Self-Organizing Logistics Process Control: An Agent-Based Approach

Logistics networks face the contradictory requirements of achieving high operational effectiveness and efficiency while retaining the ability to adapt to a changing environment. Changing customer demands and network participants entering or leaving the system cause these dynamics and hamper the collection of information which is necessary for efficient process control. Decentralized approaches representing logistics entities by autonomous artificial agents help coping with these challenges. Coordination of these agents is a fundamental task which has to be addressed in order to enable successful logistics operations. This paper presents a novel approach to self-organization for multiagent system coordination. The approach avoids a priori assumptions regarding agent characteristics by generating expectations solely based on observable behavior. It is formalized, implemented, and applied to a logistics network scenario.
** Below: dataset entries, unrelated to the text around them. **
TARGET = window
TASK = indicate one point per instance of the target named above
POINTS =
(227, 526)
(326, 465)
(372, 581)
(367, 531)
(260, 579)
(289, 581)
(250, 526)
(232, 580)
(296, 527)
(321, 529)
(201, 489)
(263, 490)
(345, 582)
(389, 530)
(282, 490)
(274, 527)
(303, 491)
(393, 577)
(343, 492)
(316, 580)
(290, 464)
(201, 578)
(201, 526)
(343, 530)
An empirical evaluation shows its ability to approximate optimal supply network configurations in logistics agent coordination.

Intentional Forgetting in Artificial Intelligence Systems: Perspectives and Challenges.

Current trends, like digital transformation and ubiquitous computing, yield in massive increase in available data and information. In artificial intelligence (AI) systems, capacity of knowledge bases is limited due to computational complexity of many inference algorithms. Consequently, continuously sampling information and unfiltered storing in knowledge bases does not seem to be a promising or even feasible strategy. In human evolution, learning and forgetting have evolved as advantageous strategies for coping with available information by adding new knowledge to and removing irrelevant information from the human memory. Learning has been adopted in AI systems in various algorithms and applications. Forgetting, however, especially intentional forgetting, has not been sufficiently considered, yet. Thus, the objective of this paper is to discuss intentional forgetting in the context of AI systems as a first step. Starting with the new priority research program on ‘Intentional Forgetting’ (DFG-SPP 1921), definitions and interpretations of intentional forgetting in AI systems from different perspectives (knowledge representation, cognition, ontologies, reasoning, machine learning, self-organization, and distributed AI) are presented and opportunities as well as challenges are derived.

An Agent Architecture for Simulating Communication Dynamics in Social Media

Social media like Facebook, Twitter, or Google+ have become important communication channels. Nonetheless, the distribution and dynamics of that communication make it difficult to analyze and understand. To overcome this, we propose an agent architecture for modeling and simulating user behavior to analyze communication dynamics in social media. Our agent decision-making method utilizes sociological actor types to represent motivations of media users and their impact on communicative behavior. We apply this concept to a simulation of real world Twitter communication accompanying a German television program. Our evaluation shows that the agent architecture is capable of simulating communication dynamics in human media usage.

Towards Simulation-Based Role Optimization in Organizations

The modern workplace is driven by a high amount of available information which can be observed in various domains, e.g., in Industry 4.0. Hence, the question arises: Which competences do actors need to build and efficient work environment? This paper proposes an simulation-based optimization approach to adapt role configurations for team work scenarios. The approach was tested using a multiagent-based job-shop-scheduling model to simulate the effects of various role configurations.